RDFLib / rdflib

RDFLib is a Python library for working with RDF, a simple yet powerful language for representing information.
https://rdflib.readthedocs.org
BSD 3-Clause "New" or "Revised" License
2.15k stars 554 forks source link

JSON-LD schema.org parsing fails with JSONDecodeError("Expecting value", s, err.value) from None #1781

Closed danbri closed 2 years ago

danbri commented 2 years ago

I have been trying different variations to parse a JSON-LD file into a Graph, but they're all failing.

The file seems OK (I tried several) and it parses ok with the JSON-LD playground. I tried a few variations for invoking the parser.

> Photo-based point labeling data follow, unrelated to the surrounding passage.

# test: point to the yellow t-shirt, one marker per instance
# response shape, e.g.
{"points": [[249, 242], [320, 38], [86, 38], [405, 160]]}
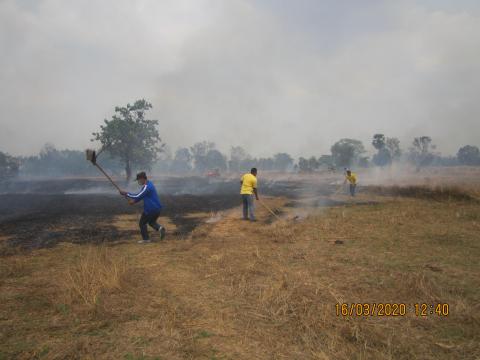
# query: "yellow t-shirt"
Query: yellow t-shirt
{"points": [[352, 178], [249, 182]]}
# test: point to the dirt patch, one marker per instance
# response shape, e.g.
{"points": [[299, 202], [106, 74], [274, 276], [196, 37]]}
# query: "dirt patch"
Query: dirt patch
{"points": [[41, 220], [438, 193]]}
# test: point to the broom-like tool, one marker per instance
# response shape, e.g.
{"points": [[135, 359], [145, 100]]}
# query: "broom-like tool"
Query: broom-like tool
{"points": [[92, 157], [270, 210]]}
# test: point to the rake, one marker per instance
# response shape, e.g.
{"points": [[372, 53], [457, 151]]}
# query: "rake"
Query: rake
{"points": [[92, 157], [270, 210]]}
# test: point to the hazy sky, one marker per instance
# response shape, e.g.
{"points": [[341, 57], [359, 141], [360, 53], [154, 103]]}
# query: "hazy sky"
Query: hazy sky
{"points": [[269, 75]]}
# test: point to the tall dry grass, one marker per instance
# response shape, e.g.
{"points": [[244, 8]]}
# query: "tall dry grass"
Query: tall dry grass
{"points": [[95, 272]]}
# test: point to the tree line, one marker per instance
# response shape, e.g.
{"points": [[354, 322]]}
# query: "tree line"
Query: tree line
{"points": [[132, 142]]}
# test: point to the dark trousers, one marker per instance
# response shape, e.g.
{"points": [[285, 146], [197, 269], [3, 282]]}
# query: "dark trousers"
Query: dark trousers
{"points": [[352, 189], [150, 219], [248, 207]]}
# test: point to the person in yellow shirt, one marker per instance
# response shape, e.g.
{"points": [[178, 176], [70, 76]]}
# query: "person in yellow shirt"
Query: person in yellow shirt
{"points": [[352, 179], [248, 190]]}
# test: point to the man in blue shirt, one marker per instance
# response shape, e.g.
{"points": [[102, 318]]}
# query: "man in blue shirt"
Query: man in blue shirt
{"points": [[151, 206]]}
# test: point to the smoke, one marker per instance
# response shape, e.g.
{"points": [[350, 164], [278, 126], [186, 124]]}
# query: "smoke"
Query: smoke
{"points": [[269, 75]]}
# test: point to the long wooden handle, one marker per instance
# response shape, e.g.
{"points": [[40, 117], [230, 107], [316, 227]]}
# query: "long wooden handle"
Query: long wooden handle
{"points": [[108, 177], [270, 210]]}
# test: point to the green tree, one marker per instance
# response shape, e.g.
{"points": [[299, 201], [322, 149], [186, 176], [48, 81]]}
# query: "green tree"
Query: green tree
{"points": [[239, 158], [421, 152], [393, 147], [130, 137], [216, 160], [199, 152], [469, 155], [378, 141], [182, 161], [282, 161], [347, 152], [8, 166]]}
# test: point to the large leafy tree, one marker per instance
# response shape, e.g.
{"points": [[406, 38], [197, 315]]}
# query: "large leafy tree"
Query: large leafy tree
{"points": [[346, 152], [130, 137]]}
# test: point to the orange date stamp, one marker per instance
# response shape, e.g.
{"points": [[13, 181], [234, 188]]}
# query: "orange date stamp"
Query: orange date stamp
{"points": [[390, 309]]}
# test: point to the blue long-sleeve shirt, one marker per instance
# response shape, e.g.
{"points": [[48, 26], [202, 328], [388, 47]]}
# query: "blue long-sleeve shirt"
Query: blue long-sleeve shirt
{"points": [[151, 201]]}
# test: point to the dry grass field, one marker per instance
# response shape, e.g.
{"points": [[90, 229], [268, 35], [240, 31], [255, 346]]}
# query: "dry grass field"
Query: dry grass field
{"points": [[267, 290]]}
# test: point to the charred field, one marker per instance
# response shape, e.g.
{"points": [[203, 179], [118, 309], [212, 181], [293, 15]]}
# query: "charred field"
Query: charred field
{"points": [[75, 284]]}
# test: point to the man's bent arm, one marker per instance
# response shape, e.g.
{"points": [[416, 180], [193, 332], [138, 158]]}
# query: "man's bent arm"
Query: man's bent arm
{"points": [[140, 195]]}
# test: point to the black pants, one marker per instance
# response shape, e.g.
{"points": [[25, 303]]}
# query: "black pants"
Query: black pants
{"points": [[150, 219]]}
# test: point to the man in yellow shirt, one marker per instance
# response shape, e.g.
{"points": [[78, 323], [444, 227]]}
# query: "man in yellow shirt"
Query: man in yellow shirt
{"points": [[352, 179], [248, 190]]}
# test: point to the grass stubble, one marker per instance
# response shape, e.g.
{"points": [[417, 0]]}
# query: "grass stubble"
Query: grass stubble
{"points": [[235, 290]]}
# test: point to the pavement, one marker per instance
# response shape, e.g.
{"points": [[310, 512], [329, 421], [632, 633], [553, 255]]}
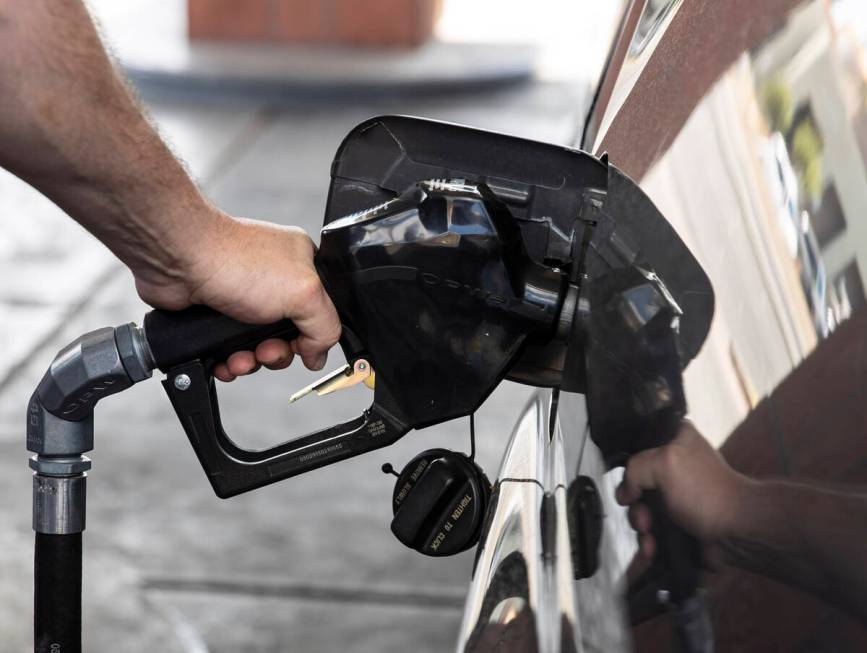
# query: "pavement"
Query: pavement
{"points": [[305, 565]]}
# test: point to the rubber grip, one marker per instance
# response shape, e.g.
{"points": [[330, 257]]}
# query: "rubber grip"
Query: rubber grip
{"points": [[677, 551], [201, 333]]}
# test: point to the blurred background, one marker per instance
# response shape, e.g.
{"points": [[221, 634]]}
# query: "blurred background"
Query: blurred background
{"points": [[255, 96]]}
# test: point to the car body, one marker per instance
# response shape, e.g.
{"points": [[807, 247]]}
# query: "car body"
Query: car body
{"points": [[679, 108]]}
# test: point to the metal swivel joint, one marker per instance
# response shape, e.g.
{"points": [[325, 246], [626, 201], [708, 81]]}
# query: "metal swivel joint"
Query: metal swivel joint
{"points": [[60, 419]]}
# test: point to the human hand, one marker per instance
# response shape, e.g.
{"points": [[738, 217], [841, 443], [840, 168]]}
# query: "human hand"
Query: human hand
{"points": [[255, 272], [701, 492]]}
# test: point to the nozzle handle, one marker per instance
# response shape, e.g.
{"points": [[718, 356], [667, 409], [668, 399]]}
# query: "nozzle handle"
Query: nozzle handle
{"points": [[199, 332]]}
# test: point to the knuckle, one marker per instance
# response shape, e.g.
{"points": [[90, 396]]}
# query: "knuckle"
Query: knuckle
{"points": [[308, 289]]}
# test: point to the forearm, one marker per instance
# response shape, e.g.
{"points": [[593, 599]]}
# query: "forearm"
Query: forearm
{"points": [[70, 128], [805, 536]]}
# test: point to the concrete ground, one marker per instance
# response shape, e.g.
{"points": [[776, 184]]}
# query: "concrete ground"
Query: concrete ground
{"points": [[305, 565]]}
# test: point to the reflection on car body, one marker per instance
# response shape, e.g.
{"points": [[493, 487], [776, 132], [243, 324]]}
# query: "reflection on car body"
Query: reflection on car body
{"points": [[746, 124]]}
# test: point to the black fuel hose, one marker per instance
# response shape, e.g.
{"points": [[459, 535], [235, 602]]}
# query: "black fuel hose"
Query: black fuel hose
{"points": [[57, 593]]}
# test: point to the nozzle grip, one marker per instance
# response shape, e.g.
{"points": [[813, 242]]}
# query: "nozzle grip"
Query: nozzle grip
{"points": [[233, 470], [199, 332]]}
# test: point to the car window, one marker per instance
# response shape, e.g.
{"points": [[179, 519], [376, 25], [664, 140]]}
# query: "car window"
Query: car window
{"points": [[736, 102]]}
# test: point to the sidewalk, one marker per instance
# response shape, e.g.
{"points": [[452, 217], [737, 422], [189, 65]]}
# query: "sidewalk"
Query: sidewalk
{"points": [[297, 562]]}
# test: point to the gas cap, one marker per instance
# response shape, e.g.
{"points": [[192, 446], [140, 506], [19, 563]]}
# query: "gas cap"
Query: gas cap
{"points": [[439, 503]]}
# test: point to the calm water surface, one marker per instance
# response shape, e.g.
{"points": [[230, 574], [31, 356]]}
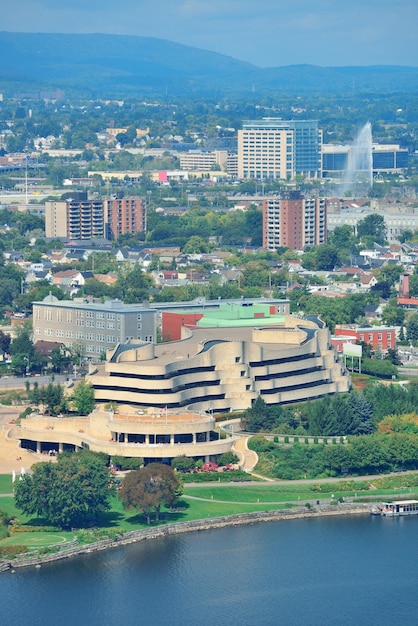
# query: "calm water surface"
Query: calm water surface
{"points": [[347, 570]]}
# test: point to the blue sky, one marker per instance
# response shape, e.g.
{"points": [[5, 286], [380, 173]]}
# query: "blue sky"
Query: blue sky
{"points": [[264, 32]]}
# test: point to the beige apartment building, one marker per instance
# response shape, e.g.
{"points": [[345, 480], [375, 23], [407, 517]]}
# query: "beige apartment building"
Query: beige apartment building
{"points": [[294, 222], [78, 217], [93, 328], [272, 148]]}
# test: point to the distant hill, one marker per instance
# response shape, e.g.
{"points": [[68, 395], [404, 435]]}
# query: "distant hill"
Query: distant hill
{"points": [[112, 65]]}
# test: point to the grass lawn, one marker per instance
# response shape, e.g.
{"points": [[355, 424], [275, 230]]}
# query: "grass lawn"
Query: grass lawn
{"points": [[37, 540], [216, 501], [6, 485]]}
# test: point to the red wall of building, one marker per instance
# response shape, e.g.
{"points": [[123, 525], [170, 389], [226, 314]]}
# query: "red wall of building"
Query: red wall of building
{"points": [[172, 323], [379, 338]]}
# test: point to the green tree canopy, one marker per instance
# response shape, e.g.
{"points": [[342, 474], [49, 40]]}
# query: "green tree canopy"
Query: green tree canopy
{"points": [[83, 398], [70, 493], [149, 488]]}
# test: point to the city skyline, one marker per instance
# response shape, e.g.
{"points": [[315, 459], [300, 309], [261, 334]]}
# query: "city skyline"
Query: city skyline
{"points": [[268, 33]]}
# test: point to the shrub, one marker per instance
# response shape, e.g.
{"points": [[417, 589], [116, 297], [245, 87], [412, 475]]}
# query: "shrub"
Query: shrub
{"points": [[227, 458], [10, 551], [130, 463]]}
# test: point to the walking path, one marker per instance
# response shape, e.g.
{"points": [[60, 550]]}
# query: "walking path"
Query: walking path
{"points": [[12, 456], [248, 458]]}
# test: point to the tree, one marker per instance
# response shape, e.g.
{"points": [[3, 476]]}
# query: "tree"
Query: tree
{"points": [[149, 488], [4, 341], [372, 226], [412, 328], [83, 398], [183, 463], [70, 493], [52, 397]]}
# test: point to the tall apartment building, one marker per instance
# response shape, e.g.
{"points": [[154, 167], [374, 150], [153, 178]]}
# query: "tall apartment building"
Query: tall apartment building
{"points": [[124, 215], [93, 327], [294, 222], [272, 148], [77, 217]]}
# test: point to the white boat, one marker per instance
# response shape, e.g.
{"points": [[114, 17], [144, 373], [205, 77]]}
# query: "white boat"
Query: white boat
{"points": [[396, 508]]}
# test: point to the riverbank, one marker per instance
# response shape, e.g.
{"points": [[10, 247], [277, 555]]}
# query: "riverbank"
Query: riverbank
{"points": [[186, 527]]}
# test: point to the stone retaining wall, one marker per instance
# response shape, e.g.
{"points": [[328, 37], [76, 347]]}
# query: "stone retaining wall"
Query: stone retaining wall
{"points": [[184, 527]]}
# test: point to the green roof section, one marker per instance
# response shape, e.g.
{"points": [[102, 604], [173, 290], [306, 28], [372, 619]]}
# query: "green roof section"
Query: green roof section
{"points": [[240, 315]]}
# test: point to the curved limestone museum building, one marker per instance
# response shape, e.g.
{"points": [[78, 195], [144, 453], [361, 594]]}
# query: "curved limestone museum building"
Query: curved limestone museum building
{"points": [[165, 394], [223, 361]]}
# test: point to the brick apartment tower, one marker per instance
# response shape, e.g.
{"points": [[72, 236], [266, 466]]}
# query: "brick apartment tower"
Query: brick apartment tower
{"points": [[124, 215], [294, 222]]}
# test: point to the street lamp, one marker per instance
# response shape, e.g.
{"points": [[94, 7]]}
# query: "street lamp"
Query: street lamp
{"points": [[25, 358]]}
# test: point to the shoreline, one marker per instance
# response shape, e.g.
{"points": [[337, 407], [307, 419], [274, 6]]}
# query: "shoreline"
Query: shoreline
{"points": [[178, 528]]}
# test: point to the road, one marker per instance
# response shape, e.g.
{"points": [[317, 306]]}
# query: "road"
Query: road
{"points": [[18, 382]]}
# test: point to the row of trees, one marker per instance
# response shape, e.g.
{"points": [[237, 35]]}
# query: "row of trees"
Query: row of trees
{"points": [[365, 454], [76, 491], [355, 413], [55, 402]]}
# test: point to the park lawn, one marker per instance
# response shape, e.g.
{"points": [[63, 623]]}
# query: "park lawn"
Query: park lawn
{"points": [[188, 510], [274, 493], [37, 540], [288, 493], [7, 505], [6, 485]]}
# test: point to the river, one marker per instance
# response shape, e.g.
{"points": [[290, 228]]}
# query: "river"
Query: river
{"points": [[356, 570]]}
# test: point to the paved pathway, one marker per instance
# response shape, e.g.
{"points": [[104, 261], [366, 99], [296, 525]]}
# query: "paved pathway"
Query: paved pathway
{"points": [[248, 458], [12, 457]]}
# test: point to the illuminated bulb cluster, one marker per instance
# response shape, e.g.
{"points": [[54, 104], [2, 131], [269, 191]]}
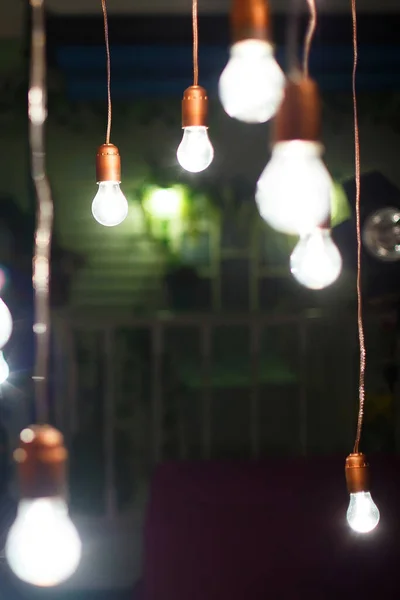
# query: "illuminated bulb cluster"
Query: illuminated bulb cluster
{"points": [[251, 85], [363, 514], [195, 152], [109, 207], [294, 190], [316, 261], [43, 547]]}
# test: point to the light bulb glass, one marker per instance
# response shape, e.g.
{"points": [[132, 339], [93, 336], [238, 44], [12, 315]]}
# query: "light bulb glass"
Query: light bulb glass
{"points": [[316, 261], [5, 324], [195, 152], [4, 369], [294, 191], [381, 234], [43, 546], [363, 514], [252, 84], [110, 207]]}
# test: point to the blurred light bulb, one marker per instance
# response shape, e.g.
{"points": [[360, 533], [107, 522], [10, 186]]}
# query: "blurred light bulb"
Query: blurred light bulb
{"points": [[294, 190], [5, 324], [362, 514], [4, 369], [251, 85], [381, 234], [316, 262], [195, 152], [43, 547], [109, 207]]}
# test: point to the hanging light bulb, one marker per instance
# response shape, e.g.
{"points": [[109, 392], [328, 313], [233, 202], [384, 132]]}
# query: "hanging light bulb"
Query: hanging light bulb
{"points": [[294, 191], [363, 514], [381, 234], [195, 152], [5, 324], [251, 85], [4, 369], [43, 547], [109, 207], [316, 261]]}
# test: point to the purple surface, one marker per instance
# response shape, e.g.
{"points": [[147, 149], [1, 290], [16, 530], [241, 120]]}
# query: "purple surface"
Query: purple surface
{"points": [[268, 530]]}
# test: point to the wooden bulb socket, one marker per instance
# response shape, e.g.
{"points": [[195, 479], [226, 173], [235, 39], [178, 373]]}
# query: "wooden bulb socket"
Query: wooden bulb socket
{"points": [[250, 20], [195, 107], [357, 473], [108, 164], [299, 116], [41, 462]]}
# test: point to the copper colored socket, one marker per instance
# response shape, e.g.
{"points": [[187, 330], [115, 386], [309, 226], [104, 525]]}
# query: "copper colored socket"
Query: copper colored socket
{"points": [[250, 20], [195, 107], [108, 164], [299, 117], [357, 473], [41, 462]]}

This was after entirely nuking and reinstalling Python/Anaconda, and was in a fresh Conda environment (python=3.8), and with only "pip3 install rdflib", i.e. no ageing version of the plugin version of the parser hanging around.

parsejsonld_A.py

#!/usr/bin/env python3
from rdflib import Graph
if __name__ == '__main__':
    fn = "example1.jsonld"
    g = Graph()
    g.parse(fn, format="json-ld")

parsejsonld_B.py

#!/usr/bin/env python3

from rdflib import Graph
g = Graph().parse("example1.jsonld", format="json-ld")
g.serialize("test-jsonld.nt", format="nt")

parsejsonld_A.py

#!/usr/bin/env python3
from rdflib import Graph
g = Graph()
g.parse(location = "file:feedkgx/example1.jsonld")
print(len(g))

The example file is just taken from Google documentation, see this Gist.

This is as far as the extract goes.